Can I reject a god if there was not a god to reject in the first place?

What I am rejecting then is not a god but the notion or the concept of a god. Theists want to know how you can reject a god or God by positing its (or His) existence first by naming it then asking you to how you can reject it when it exists. What the theists mistake for a god is its name.

There is no proof of existence of a god other than by its name and the actions based on the belief of its existence, not on actual proof of its existence.

I do not believe in God, a god or gods but I do see the concept of God, a god and gods all around me in the form of human behaviour and nothing more.

2.
An atheist, then, should not be a rejection of the existence of a deity, anymore than I should not reject the existence of, say, Donald Trump. By rejecting existence of Donald Trump I would be considered a lunatic. This kind of thinking is what theists uses against an atheist’s rejection (the “how can you not believe in the existence of God?! That’s absurd!” argument).

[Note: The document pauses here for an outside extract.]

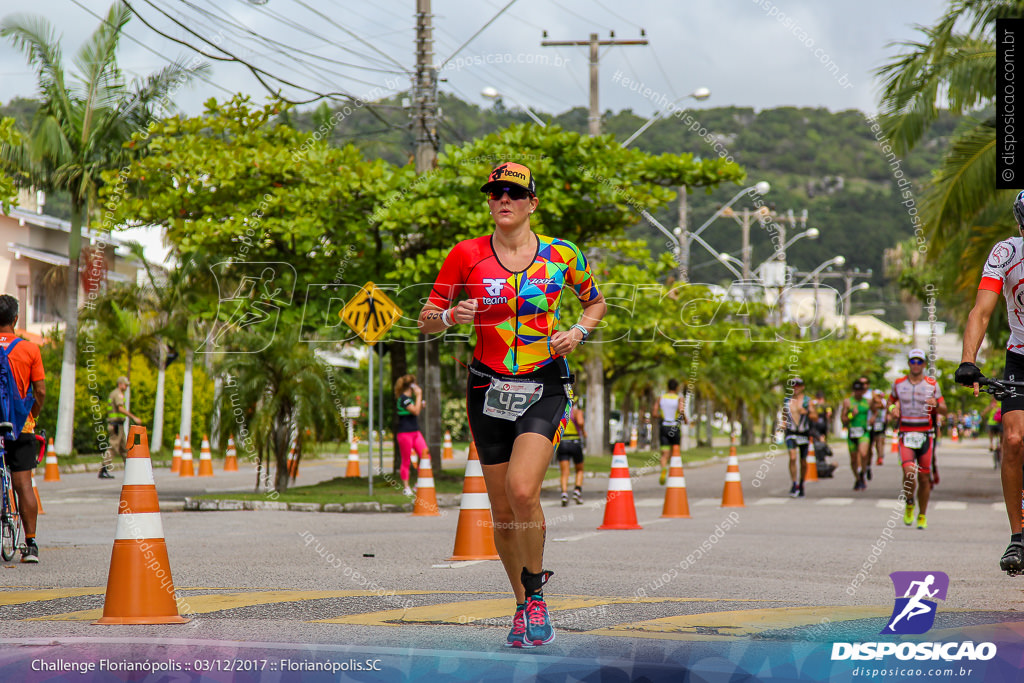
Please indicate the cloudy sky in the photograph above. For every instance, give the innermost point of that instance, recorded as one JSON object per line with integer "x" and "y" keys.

The very term atheist relies on (or presumes) a positive term of (or a presence of a god) to reject in the first place. The terminology dupes us into a double take on whether there is a god to reject or not. Agnostics, in return, tried to play the same game, being drawn into a competition of verbal trickery. This will no longer do.

3.
Undoubtedly, I believe in the existence of the concepts of deity and deities. This is what we like to do as humans. It is natural for us to broadly paraphrase Mary Midgley to want to be given a reason to live. We are scared to live in a meaningless world as Jean-Paul Sartre might have said.